Neue bayerische Grenzpolizei geplant
19. April 2018Polizeihauptkommissar Timo Schüller steht neben der Autobahn A3, direkt an der Grenze zu Österreich. LKW nach LKW zieht vorbei. Der Lärm ist ohrenbetäubend. Der schlanke Bundespolizist in der blauen Funktionsjacke muss ziemlich laut reden, um sich verständlich zu machen. "Hier erreichen viele Flüchtlinge aus dem Nahen Osten Deutschland", sagt er. Es ist ein Teil des Migrationsweges, der oft als Balkanroute bezeichnet wird.
Schüller schaut hinüber zu einem heruntergekommenen dunkelbraunen Wachhäuschen zwischen den Fahrspuren. Ein Blick in die Vergangenheit: Das Gebäude gehört zur ehemaligen Kontrollstelle Suben. Sie befindet sich südlich des Grenzflusses Inn, also auf österreichischem Staatsgebiet. Der Checkpoint war in Betrieb, bis Österreich dem Schengener Abkommen beigetreten war, das die offenen Binnengrenzen der EU regelt. Seit 1995 ist die Grenze offen. Bis damals versahen in Suben noch Beamte der Bayerischen Grenzpolizei ihren Dienst. Sie wurde überflüssig und 1998 aufgelöst. "Jetzt sorgen wir für die Überwachung in einem 30 Kilometer breiten Streifen hinter der Grenze und wir machen da gute Arbeit", stellt Schüller fest.

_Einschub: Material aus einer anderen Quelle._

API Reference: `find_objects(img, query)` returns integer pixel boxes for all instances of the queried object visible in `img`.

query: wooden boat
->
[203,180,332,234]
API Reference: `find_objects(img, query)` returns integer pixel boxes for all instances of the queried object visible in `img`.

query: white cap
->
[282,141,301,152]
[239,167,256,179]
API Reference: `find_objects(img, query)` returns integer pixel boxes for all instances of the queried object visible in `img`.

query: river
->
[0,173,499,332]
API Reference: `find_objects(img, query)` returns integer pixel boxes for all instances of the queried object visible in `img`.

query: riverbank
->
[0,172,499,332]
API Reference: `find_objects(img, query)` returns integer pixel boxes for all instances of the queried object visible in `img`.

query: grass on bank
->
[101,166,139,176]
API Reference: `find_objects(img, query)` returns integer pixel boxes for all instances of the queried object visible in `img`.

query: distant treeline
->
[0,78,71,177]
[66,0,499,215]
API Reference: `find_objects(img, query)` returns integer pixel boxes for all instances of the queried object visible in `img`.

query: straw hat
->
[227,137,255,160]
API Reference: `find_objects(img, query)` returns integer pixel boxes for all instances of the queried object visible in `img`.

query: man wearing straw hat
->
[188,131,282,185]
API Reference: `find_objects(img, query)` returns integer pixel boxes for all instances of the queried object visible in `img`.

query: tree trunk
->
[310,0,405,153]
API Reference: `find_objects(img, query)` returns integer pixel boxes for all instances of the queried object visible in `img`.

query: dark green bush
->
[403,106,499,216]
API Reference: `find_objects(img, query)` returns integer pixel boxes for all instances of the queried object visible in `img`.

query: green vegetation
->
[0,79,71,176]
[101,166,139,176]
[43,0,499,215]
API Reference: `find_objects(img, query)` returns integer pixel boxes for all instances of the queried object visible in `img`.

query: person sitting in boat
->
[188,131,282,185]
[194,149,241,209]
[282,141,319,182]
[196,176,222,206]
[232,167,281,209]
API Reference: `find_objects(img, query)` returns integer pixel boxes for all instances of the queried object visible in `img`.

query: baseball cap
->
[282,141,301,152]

Offiziell rüttelt niemand an dieser Aussage. Aber es gibt politisch Verantwortliche im Freistaat Bayern, die andeuten, dass es vielleicht doch noch besser gemacht werden müsste. Die Zukunft der Grenzüberwachung, wie sie sich die bayerische Staatsregierung denkt: Vor kurzem hat der neue bayerische Ministerpräsident, Markus Söder (CSU) angekündigt, wieder eine eigene Bayerische Grenzpolizei aufstellen zu wollen. "Wir packen an!", verspricht der Ministerpräsident. "Mit unseren unseren neuen Grenzpolizeieinheiten werden wir die illegale Migration, menschenverachtende Schleuserbanden und grenzüberschreitende Kriminelle noch besser bekämpfen", führt sein Innenminister Joachim Herrmann (CSU) aus. 1000 Stellen sind für die Neuauflage der Truppe geplant.
Flüchtlingskrise und Kontrollverlust
Timo Schüller kennt diese Pläne "aus den Medien". Irgendwie politisch einordnen wolle er sie nicht. Aber er stellt mit schmalen Lippen klar: "In Deutschland ist die Bundespolizei für den Grenzschutz zuständig." Das stehe auch so im Gesetz über die Bundespolizei. Das ist gegenwärtig der Alltag: Im grenznahen Raum patrouillieren Bundespolizisten in Uniform und zivil. Sie dürfen Autos, die sie verdächtig finden, ohne konkreten Anlass anhalten und kontrollieren. Das Überwachungs- und Fahndungssystem wird häufig als Schleierfahndung bezeichnet. Daran beteiligt sich auch die bayerische Polizei. Nur dass die Landespolizisten Asylsuchende, Illegale und Schleuser nach der Festnahme an die Bundespolizei übergeben. Eine Frage der Zuständigkeit.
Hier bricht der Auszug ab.